6. The Bureau’s Notice of Preliminary Objection is couched as follows:-
“TAKE NOTICE that at the hearing of the Petition dated 04/09/2019 Counsel for the 1st Respondent will contend as a Preliminary Point of Law, to be determined in limine, that the Petition is misconceived, frivolous, totally devoid of merit and mala fides on inter alia, the following grounds:-
“1. THAT the Petition filed herein discloses a purely civil dispute which is disguised as a Constitutional issue contrary to clear statutory procedures laid down in the Standards Act, Cap 496 Laws of Kenya.
2. THAT in light of the provisions of Section 16A(1) of the Standards Act, Chapter 496 Laws of Kenya the Honourable Court lacks original jurisdiction to hear and determine disputes as to decisions and/or actions of the Kenya Bureau of Standards or any of its officers, such disputes being required under Section 11 of the Act to in the first instance be referred to the Standards Tribunal.
3. THAT the Petitioner has not contended that the Tribunal in exercising its jurisdiction is unable to award them any remedy should they be successful or that the remedies known in law are either inadequate or non-existent or unconstitutional.
4. THAT proceeding with the matter which is a preserve of the Standards Tribunal in first instance goes against the tenets of Article 169(2)(d) of the Constitution of Kenya 2010.”
7. The same objection is highlighted in paragraph 26 of the replying affidavit when Ronoh Birgen avers:-
“ THAT I am advised by the 1st Respondent’s Advocates on record which advise I believe to be true that the jurisdiction of this Court to adjudicate this matter has been invoked prematurely and contrary to well laid out statutory mechanism.”
8. When the matter came up for highlighting of submissions on 4th July, 2019, the advocates for the parties indicated to the court that they were relying on their written submissions.
9. Urging the court to find that it is divested of jurisdiction on the ground that the petition offends the doctrine that requires exhaustion of dispute resolution mechanisms provided by statute before one can resort to the courts, counsel for the Bureau submitted that Section 11 of the Standards Act, Cap 496 requires any person aggrieved by a decision of the Bureau or the Standards Council to appeal to the Standards Tribunal (the Tribunal) established pursuant to Section 16A of the Act within fourteen days of the notification of the decision.
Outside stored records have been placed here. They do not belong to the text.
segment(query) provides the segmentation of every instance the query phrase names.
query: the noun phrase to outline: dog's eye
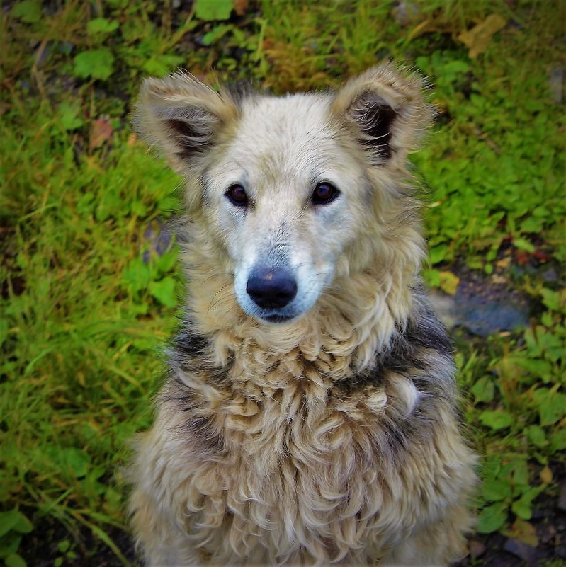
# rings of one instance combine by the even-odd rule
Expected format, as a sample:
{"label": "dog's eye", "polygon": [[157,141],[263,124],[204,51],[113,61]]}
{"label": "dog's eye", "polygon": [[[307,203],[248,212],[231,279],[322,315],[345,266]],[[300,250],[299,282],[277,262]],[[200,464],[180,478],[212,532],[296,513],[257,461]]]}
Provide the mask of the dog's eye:
{"label": "dog's eye", "polygon": [[246,190],[241,185],[232,185],[226,192],[226,196],[237,207],[245,207],[248,204]]}
{"label": "dog's eye", "polygon": [[336,199],[340,192],[333,185],[323,182],[319,183],[312,192],[312,202],[314,205],[326,205]]}

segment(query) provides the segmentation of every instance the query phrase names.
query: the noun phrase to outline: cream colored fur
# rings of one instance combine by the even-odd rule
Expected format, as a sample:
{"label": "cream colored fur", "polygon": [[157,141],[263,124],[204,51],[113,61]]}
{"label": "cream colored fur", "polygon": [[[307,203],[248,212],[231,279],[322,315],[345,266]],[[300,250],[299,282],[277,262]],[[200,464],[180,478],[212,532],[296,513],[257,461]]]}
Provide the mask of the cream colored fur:
{"label": "cream colored fur", "polygon": [[[281,98],[180,74],[145,83],[139,128],[186,181],[188,314],[155,423],[135,442],[130,505],[147,565],[462,554],[475,457],[419,291],[407,165],[431,120],[422,87],[390,65],[336,93]],[[383,148],[370,123],[381,112],[392,117]],[[225,196],[242,176],[254,203],[243,216]],[[338,186],[339,205],[305,205],[313,178]],[[278,238],[315,301],[272,324],[242,308],[234,281]]]}

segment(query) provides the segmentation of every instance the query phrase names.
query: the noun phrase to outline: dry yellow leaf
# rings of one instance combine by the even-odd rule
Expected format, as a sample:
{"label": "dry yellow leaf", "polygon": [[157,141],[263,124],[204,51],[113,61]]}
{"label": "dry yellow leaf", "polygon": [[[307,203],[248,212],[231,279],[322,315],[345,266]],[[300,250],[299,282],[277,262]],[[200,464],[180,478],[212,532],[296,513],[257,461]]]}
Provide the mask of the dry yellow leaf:
{"label": "dry yellow leaf", "polygon": [[456,292],[459,283],[460,278],[452,272],[440,273],[440,287],[443,292],[453,295]]}
{"label": "dry yellow leaf", "polygon": [[469,50],[470,57],[477,57],[487,49],[492,37],[505,26],[506,21],[497,13],[488,16],[468,31],[462,32],[458,39]]}

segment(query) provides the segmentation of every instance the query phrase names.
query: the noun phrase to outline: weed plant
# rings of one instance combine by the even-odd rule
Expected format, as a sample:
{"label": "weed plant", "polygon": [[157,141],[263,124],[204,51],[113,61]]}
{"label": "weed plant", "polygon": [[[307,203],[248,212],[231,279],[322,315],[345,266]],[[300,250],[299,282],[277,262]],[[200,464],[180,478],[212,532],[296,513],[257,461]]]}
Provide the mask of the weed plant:
{"label": "weed plant", "polygon": [[4,5],[0,561],[132,561],[120,467],[182,290],[166,225],[180,179],[130,127],[141,79],[183,67],[281,93],[390,58],[430,78],[438,108],[414,156],[428,284],[453,293],[472,270],[532,306],[527,328],[461,333],[457,362],[477,530],[536,546],[533,510],[557,496],[566,449],[563,21],[563,4],[526,0]]}

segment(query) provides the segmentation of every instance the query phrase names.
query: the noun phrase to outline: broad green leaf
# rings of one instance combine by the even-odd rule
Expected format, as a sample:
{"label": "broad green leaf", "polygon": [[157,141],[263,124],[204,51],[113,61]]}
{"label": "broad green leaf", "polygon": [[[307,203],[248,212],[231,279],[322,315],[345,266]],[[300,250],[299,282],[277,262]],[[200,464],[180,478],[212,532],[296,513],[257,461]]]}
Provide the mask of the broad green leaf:
{"label": "broad green leaf", "polygon": [[114,56],[107,47],[84,51],[76,55],[74,74],[81,79],[99,79],[106,81],[113,71]]}
{"label": "broad green leaf", "polygon": [[149,268],[142,258],[136,258],[124,268],[122,280],[134,292],[145,290],[149,285]]}
{"label": "broad green leaf", "polygon": [[106,18],[95,18],[86,25],[89,33],[106,34],[118,29],[118,23],[115,20],[107,20]]}
{"label": "broad green leaf", "polygon": [[166,307],[174,307],[177,304],[175,280],[171,276],[164,277],[159,282],[151,282],[149,293]]}
{"label": "broad green leaf", "polygon": [[511,485],[507,481],[496,479],[482,483],[482,495],[487,500],[498,502],[510,498]]}
{"label": "broad green leaf", "polygon": [[227,20],[234,0],[195,0],[195,16],[200,20]]}
{"label": "broad green leaf", "polygon": [[514,239],[513,244],[518,248],[519,248],[519,250],[524,250],[526,252],[535,251],[535,247],[528,240],[525,240],[525,239],[521,239],[521,238]]}
{"label": "broad green leaf", "polygon": [[502,527],[507,520],[506,508],[503,502],[485,508],[477,517],[477,532],[480,534],[491,534]]}
{"label": "broad green leaf", "polygon": [[547,443],[544,430],[538,425],[529,425],[525,428],[525,433],[528,442],[535,447],[542,447]]}
{"label": "broad green leaf", "polygon": [[551,425],[566,416],[566,395],[544,388],[535,391],[541,425]]}
{"label": "broad green leaf", "polygon": [[18,555],[18,554],[11,554],[5,557],[4,563],[6,567],[27,567],[28,565],[23,558]]}
{"label": "broad green leaf", "polygon": [[78,105],[71,104],[67,102],[61,103],[59,107],[59,115],[61,119],[61,125],[66,130],[74,130],[79,128],[84,123],[79,115],[81,108]]}

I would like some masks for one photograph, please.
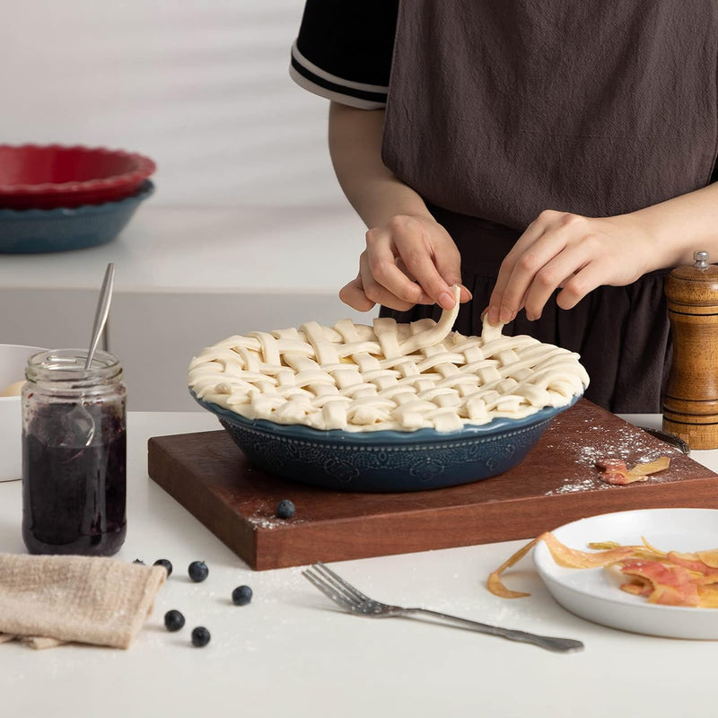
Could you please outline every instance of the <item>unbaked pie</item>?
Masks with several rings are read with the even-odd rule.
[[[566,406],[588,386],[578,355],[486,321],[481,337],[465,337],[451,331],[458,312],[457,302],[438,322],[309,321],[230,337],[192,360],[189,388],[249,419],[450,432]]]

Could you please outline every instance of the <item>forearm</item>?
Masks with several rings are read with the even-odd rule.
[[[381,161],[383,126],[382,109],[331,103],[329,153],[342,190],[370,228],[398,215],[431,218],[421,197]]]
[[[718,262],[718,183],[627,215],[653,237],[653,268],[693,264],[693,252],[705,250]]]

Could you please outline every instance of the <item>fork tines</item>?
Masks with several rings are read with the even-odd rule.
[[[327,598],[346,610],[356,610],[368,596],[335,574],[320,561],[302,572],[304,578],[313,583]]]

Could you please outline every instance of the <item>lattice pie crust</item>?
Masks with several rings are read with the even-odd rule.
[[[578,355],[486,322],[481,337],[464,337],[451,331],[458,311],[457,302],[438,322],[309,321],[230,337],[192,360],[189,387],[250,419],[449,432],[565,406],[588,386]]]

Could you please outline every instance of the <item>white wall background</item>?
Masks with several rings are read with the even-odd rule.
[[[346,209],[327,103],[287,73],[303,0],[0,6],[0,141],[143,152],[155,204]]]
[[[106,248],[0,254],[0,341],[83,346],[114,261],[110,349],[128,406],[192,409],[186,367],[207,344],[358,318],[337,292],[355,273],[363,227],[331,168],[328,102],[288,74],[302,10],[0,0],[0,142],[118,147],[158,166],[154,196]],[[217,285],[228,246],[235,263]]]

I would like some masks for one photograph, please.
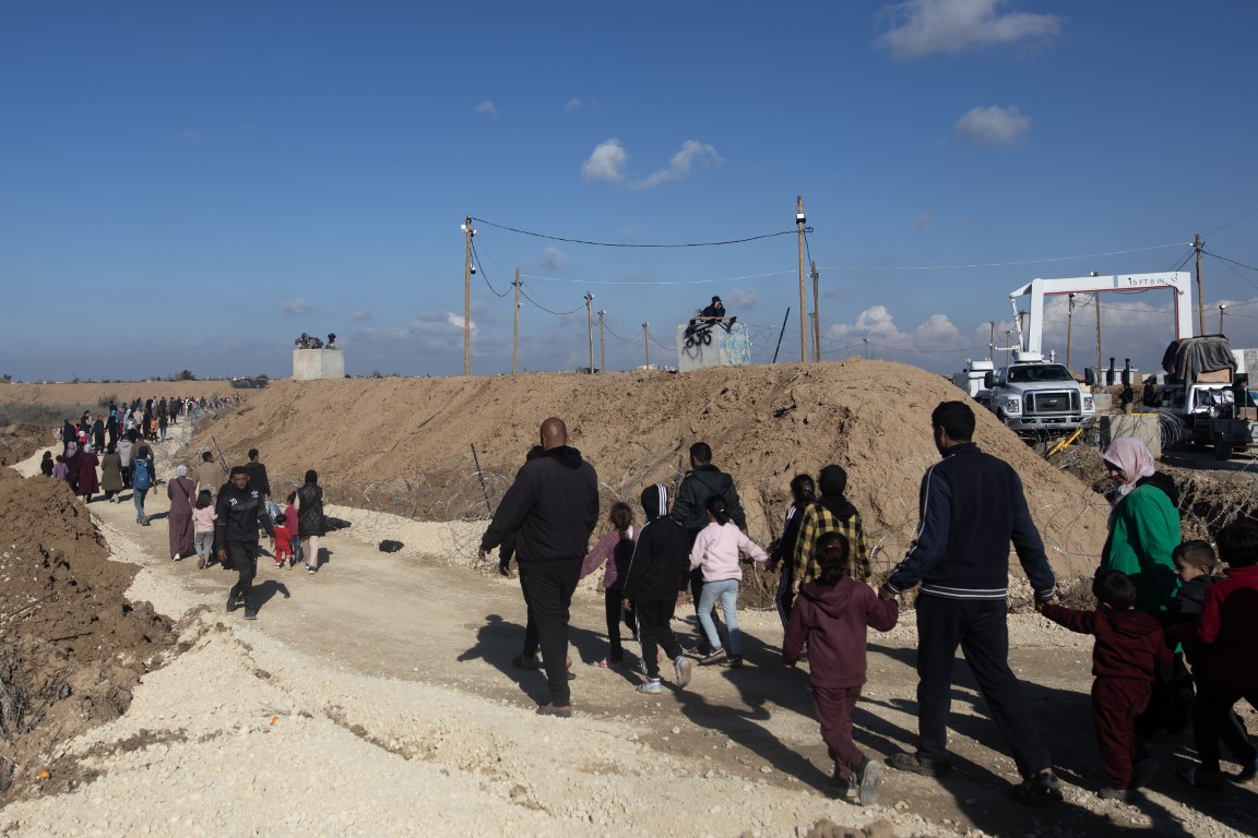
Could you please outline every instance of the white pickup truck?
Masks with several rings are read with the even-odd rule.
[[[1092,393],[1064,364],[1021,352],[1014,363],[988,373],[989,410],[1021,436],[1064,436],[1096,415]]]

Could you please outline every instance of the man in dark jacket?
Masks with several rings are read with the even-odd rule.
[[[1044,541],[1018,472],[971,441],[974,411],[964,402],[941,402],[931,413],[931,426],[942,460],[922,477],[917,538],[879,592],[889,599],[922,584],[917,597],[917,753],[896,754],[888,763],[928,776],[951,768],[947,716],[960,645],[1024,778],[1011,794],[1027,803],[1057,803],[1062,789],[1053,759],[1009,668],[1005,602],[1010,541],[1037,602],[1052,599],[1055,579]]]
[[[516,474],[481,539],[481,558],[516,535],[516,560],[526,604],[537,623],[551,702],[542,716],[572,715],[567,686],[567,621],[590,533],[599,520],[599,476],[581,452],[567,445],[564,420],[541,427],[541,456]]]
[[[668,516],[668,489],[657,482],[642,491],[642,509],[647,515],[638,534],[629,569],[625,570],[624,604],[633,614],[642,643],[642,663],[647,670],[647,682],[640,692],[659,692],[659,658],[663,647],[673,661],[674,683],[684,687],[691,682],[694,662],[682,653],[682,645],[673,634],[673,611],[677,592],[686,584],[689,560],[686,554],[686,534],[681,525]]]
[[[689,555],[694,547],[694,539],[699,530],[708,525],[707,499],[712,495],[725,498],[726,514],[730,520],[747,531],[747,516],[742,511],[742,501],[738,500],[738,490],[733,487],[733,477],[712,465],[712,447],[707,442],[696,442],[691,446],[691,470],[682,477],[682,485],[677,487],[677,500],[673,503],[673,511],[669,514],[674,521],[686,530],[686,554]],[[698,617],[699,594],[703,592],[703,572],[696,569],[691,573],[691,601],[694,603],[694,616]],[[711,651],[707,641],[699,641],[699,652]]]
[[[238,579],[228,592],[228,613],[235,611],[237,601],[244,603],[244,618],[258,619],[253,603],[253,578],[258,575],[258,528],[270,536],[270,552],[276,552],[276,530],[263,503],[262,491],[249,485],[249,470],[234,466],[228,482],[219,490],[215,506],[214,550],[219,563],[234,568]]]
10. It is the Bureau’s position that only after the Tribunal has made its decision can an aggrieved party approach this court on appeal as provided by Section 16G of the Act. It is therefore submitted that the import of the said law is that the jurisdiction of the High Court is that of an appellate court and in that regard parties are not expected to approach it in the first instance when a dispute arises under the Standards Act.
11. Counsel for the Bureau did indeed appreciate this court’s unlimited original and appellate jurisdiction in criminal and civil matters as well as jurisdiction to determine whether a right or fundamental freedom in the Bill of Rights has been denied, violated, infringed or threatened. He nevertheless pointed to Article 159(2)(c) of the Constitution which requires that in exercising judicial authority, the courts and tribunals are to uphold and promote alternative forms of resolution of disputes.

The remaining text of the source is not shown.